Makar’s story made international headlines after the perpetrators were freed due to allegedly having connections to the local government, according to reports. Despite the public outcry against official corruption, TV commentators and even social media users blamed her for the rape, accusing her of leading a promiscuous life and of being a prostitute. In a national poll conducted by Ukrainian station 24 TV, two-thirds of the participants believed Makar was in some way responsible for the rape, according to the Guardian.
Wider public dialogue missing
One of the most pervasive barriers that rape survivors face in Ukraine is the biased conduct of law enforcement officials, as I found during my research on women’s access to justice in Ukraine, particularly, access to legal protection and remedies. Advocates and survivors in regions across Ukraine repeatedly recounted how police often blame women for provoking the violence perpetuated against them. Many law enforcement officials, who view violence against women as an insufficiently grave issue, one undeserving of urgent attention, pressure women not to file complaints, legal experts and human rights activists told me. These discriminatory attitudes further reinforce women’s distrust of the authorities.
As Maria Berlinskaya, a member of Ukraine’s volunteer battalion Aidar, told me, “There is always going to be a lot of rape in war, but nobody will want to talk about it openly.”
A wider discussion on the full impact of rape and sexualized violence in the conflict would reveal cases perpetrated not just by Russian-backed rebels but also by those fighting for Ukraine, according to women I spoke to in IDP shelters. This is especially problematic in the heightened atmosphere of patriotism in which Ukrainian fighters are largely embraced as heroes and protectors. It also runs counter to the traditional patriarchal narrative of armed conflict that presents men as the dominant faces of war and leaving little room for testimonies of rape survivors.
In December 2014, in response to emerging information on violence against women in the Ukrainian conflict, the United Nations set up the cross-agency Sub-sector on Gender-Based Violence in Ukraine, with a focus on sexualized violence. The group aims to raise awareness of sexualized violence in Ukraine, evaluate services available to survivors, and train police on sexualized violence.

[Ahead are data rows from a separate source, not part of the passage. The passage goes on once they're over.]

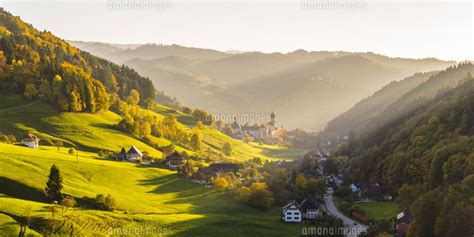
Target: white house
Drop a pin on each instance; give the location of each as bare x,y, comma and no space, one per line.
354,188
309,208
292,213
134,154
31,141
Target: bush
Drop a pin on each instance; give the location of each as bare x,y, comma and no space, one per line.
68,202
72,151
100,202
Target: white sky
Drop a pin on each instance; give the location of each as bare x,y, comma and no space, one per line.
442,29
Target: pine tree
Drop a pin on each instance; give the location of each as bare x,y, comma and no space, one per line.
54,185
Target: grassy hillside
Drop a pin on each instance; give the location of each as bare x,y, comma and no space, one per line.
94,132
146,197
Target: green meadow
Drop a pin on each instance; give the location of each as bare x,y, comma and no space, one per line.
149,200
147,197
94,132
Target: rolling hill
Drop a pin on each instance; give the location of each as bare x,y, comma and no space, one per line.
227,84
61,94
421,149
150,200
356,117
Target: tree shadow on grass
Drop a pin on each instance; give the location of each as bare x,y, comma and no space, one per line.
19,190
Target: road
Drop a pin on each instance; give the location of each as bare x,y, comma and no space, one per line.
353,230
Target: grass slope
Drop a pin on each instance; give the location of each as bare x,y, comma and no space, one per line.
379,210
147,198
93,132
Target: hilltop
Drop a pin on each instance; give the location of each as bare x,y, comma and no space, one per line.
226,83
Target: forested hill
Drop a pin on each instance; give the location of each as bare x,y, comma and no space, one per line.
426,159
42,66
366,109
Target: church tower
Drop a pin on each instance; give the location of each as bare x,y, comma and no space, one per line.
272,119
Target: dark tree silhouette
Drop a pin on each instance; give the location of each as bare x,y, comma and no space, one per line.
54,185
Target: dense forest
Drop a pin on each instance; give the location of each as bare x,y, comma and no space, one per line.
43,67
426,156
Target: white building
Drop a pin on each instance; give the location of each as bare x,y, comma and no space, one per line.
309,208
292,213
134,154
354,188
31,141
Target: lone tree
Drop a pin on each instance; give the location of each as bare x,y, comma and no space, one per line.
227,149
54,185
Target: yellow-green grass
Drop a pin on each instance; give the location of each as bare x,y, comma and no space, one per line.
379,210
93,132
146,197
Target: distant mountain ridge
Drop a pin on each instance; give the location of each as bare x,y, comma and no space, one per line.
306,89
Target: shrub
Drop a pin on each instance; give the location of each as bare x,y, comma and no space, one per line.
72,151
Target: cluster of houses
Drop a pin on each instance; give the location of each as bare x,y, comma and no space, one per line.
268,130
308,209
173,161
30,141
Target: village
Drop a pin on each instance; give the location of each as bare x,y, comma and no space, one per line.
308,209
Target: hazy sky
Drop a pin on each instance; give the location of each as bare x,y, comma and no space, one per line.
442,29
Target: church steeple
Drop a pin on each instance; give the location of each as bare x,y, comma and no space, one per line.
272,118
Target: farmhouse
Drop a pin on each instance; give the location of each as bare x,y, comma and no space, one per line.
293,212
122,155
310,208
31,141
268,130
133,154
175,160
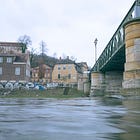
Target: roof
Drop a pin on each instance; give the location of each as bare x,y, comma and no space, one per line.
21,58
11,44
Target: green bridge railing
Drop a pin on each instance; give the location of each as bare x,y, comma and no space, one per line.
117,40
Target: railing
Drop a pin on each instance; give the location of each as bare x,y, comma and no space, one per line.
117,41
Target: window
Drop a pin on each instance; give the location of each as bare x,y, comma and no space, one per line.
0,70
17,71
9,59
64,67
58,76
69,76
69,67
59,68
1,59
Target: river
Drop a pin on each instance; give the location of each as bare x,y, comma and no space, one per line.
71,119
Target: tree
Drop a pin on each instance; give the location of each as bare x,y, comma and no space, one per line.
43,48
25,42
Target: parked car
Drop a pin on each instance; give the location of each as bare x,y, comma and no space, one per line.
40,87
30,85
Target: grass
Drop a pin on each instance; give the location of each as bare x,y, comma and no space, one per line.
49,93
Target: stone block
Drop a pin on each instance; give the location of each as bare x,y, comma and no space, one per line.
132,27
129,50
129,43
132,35
132,66
132,83
130,57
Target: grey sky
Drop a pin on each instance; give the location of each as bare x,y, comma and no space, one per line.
67,26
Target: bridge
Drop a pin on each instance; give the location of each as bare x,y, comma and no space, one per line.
119,64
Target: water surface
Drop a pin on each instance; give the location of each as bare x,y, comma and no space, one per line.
72,119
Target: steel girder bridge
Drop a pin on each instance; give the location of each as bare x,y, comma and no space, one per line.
113,56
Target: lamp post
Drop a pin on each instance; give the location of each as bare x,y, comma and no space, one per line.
95,42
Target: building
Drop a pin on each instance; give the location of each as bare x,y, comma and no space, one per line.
42,73
67,71
14,65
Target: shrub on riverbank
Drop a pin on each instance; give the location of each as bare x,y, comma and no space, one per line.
49,93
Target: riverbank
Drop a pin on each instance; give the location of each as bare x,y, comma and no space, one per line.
49,93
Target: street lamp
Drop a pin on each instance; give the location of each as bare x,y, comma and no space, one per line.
95,42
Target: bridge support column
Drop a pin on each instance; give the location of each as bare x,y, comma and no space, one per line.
113,80
131,76
97,84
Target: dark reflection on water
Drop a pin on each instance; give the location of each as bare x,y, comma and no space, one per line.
83,119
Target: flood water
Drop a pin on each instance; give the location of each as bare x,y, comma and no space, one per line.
71,119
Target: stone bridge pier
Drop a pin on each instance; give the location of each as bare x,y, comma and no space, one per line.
129,78
131,75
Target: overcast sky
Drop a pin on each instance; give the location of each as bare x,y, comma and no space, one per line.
67,26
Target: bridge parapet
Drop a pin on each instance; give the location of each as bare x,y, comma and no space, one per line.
117,42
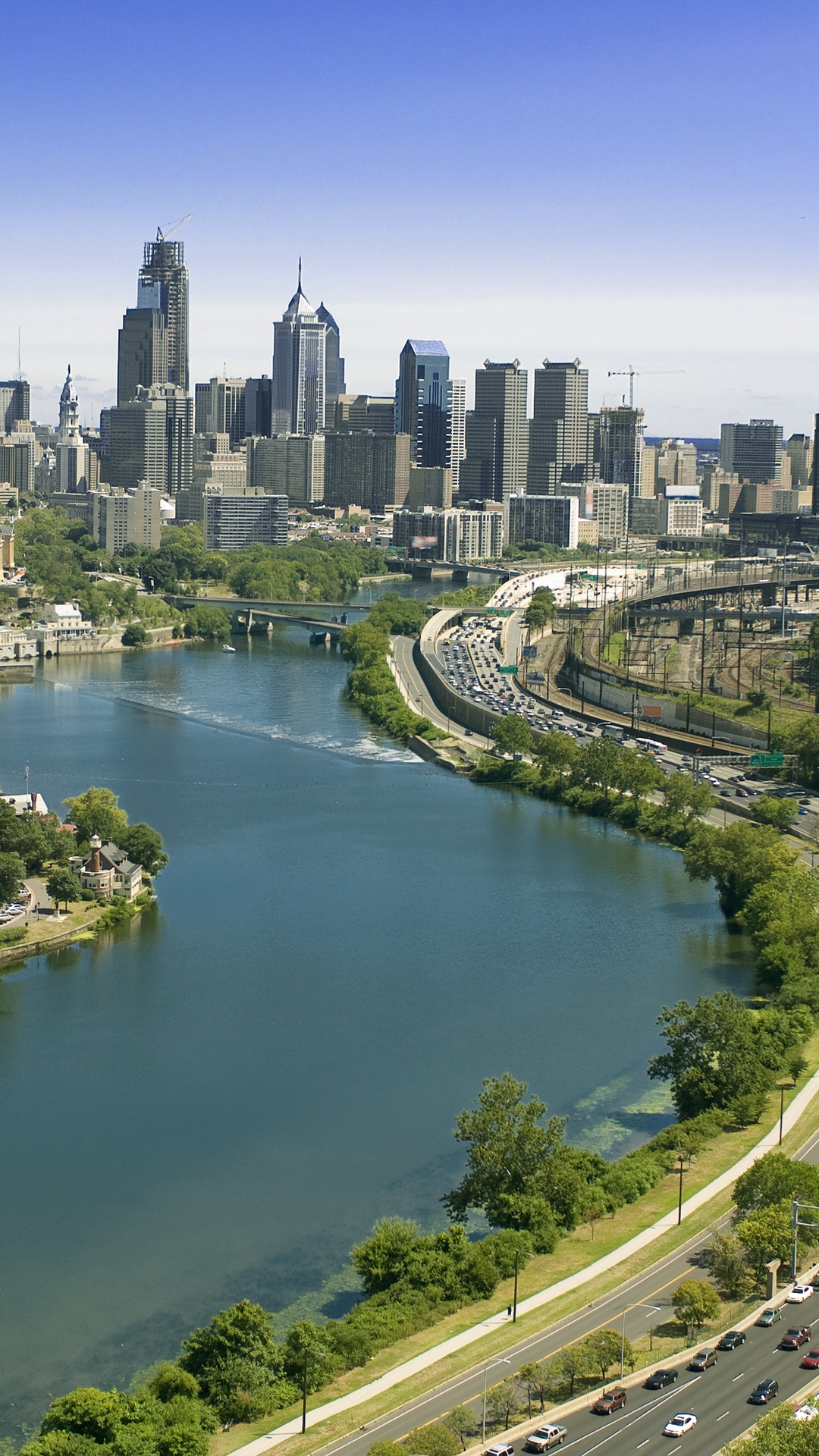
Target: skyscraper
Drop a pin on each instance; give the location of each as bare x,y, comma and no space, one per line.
497,435
561,443
143,353
299,369
422,398
754,452
164,284
621,446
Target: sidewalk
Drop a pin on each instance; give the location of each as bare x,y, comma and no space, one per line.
545,1296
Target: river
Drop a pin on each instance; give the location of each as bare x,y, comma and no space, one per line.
221,1100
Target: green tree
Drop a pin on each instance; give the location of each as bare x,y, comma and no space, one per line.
96,811
63,887
767,1234
780,813
738,858
604,1350
143,846
773,1180
12,874
695,1302
513,734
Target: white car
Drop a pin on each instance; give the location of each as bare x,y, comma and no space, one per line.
679,1424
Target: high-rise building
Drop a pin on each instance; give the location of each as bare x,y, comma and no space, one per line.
164,284
754,452
561,435
620,435
259,405
497,435
550,519
363,468
334,364
422,400
15,403
299,369
142,357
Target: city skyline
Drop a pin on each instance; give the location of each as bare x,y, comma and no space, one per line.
661,221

Nuzhat Ehsan, the sub-sector’s lead and the United Nations Population Fund’s representative in Ukraine, spoke to me about the challenges of taking the first steps. She pointed to the lack of information as the major hurdle, but said, “I have no doubt whatsoever that sexual violence is happening in the conflict areas.”

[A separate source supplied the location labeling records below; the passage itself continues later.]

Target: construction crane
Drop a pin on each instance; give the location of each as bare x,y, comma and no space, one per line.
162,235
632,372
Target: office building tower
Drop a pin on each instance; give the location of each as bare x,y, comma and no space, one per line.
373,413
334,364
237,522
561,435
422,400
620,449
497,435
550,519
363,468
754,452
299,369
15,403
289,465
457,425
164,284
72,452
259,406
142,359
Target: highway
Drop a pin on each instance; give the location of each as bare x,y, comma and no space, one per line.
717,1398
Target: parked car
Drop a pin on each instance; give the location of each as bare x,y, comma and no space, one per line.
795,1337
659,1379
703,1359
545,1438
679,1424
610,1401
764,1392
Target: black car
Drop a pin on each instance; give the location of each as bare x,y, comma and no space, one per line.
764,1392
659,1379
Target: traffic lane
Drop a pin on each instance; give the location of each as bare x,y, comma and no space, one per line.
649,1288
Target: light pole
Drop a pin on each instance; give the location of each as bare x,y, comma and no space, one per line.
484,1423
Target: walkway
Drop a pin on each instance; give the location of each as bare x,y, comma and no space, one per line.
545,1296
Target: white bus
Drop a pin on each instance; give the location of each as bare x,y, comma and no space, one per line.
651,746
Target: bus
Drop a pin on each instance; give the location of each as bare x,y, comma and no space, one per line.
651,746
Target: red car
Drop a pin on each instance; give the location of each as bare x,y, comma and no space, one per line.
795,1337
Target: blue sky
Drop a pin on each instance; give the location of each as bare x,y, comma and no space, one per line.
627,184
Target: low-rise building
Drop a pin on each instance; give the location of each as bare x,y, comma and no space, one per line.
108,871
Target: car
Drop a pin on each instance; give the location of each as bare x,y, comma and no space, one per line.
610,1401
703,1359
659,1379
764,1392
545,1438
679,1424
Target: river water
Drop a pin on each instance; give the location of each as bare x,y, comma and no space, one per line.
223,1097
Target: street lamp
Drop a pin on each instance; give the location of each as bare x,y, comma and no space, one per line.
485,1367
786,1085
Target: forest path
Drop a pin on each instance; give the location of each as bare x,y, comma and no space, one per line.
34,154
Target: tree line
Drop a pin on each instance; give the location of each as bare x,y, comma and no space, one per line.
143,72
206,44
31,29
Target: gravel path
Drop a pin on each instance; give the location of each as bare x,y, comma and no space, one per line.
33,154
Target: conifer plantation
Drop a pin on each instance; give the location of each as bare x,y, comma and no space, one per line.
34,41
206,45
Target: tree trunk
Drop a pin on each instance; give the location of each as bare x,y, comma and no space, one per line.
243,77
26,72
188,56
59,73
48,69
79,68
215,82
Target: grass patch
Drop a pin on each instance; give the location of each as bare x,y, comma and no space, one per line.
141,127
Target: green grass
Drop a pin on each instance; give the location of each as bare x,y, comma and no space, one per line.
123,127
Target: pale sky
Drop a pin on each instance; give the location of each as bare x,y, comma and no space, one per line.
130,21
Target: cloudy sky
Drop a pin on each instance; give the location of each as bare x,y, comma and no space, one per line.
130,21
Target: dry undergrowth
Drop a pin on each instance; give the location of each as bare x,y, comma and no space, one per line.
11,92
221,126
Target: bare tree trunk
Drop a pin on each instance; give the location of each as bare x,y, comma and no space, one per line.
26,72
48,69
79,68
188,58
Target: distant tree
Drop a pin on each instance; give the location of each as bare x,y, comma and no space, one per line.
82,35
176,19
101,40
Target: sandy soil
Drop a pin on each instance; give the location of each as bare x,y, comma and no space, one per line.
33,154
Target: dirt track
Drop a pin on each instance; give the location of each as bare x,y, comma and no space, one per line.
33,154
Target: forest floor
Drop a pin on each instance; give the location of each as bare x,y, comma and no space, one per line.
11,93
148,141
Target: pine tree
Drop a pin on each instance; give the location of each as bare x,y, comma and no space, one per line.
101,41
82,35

Ehsan added, “It is more difficult to grasp the highly entrenched gender inequality and pervasive stereotypes favoring male privilege.” She explained that this aspect of gender discrimination in Ukraine makes it challenging for international organizations working in conflict areas to identify the issue of sexualized violence as a priority, especially in the absence of officially documented cases.
Iuliia Pylypas, the violence against women coordinator of HealthRight International’s Ukraine Office, a Kiev-based organization, also spoke to me about the need to spread information among women about organizations they can contact to receive psychological or medical assistance. “Physicians, psychologists, and other medical personnel need to be trained on how to adequately respond to cases of sexual violence in the conflict,” she said.
Meanwhile, silence from local and international press merely serves to reinforce the notion that atrocities committed against women during war are insignificant—and allows the Ukrainian government to thwart its international obligations to prevent, protect, and prosecute cases of violence against women, in violation of a significant body of international humanitarian, human rights and criminal law.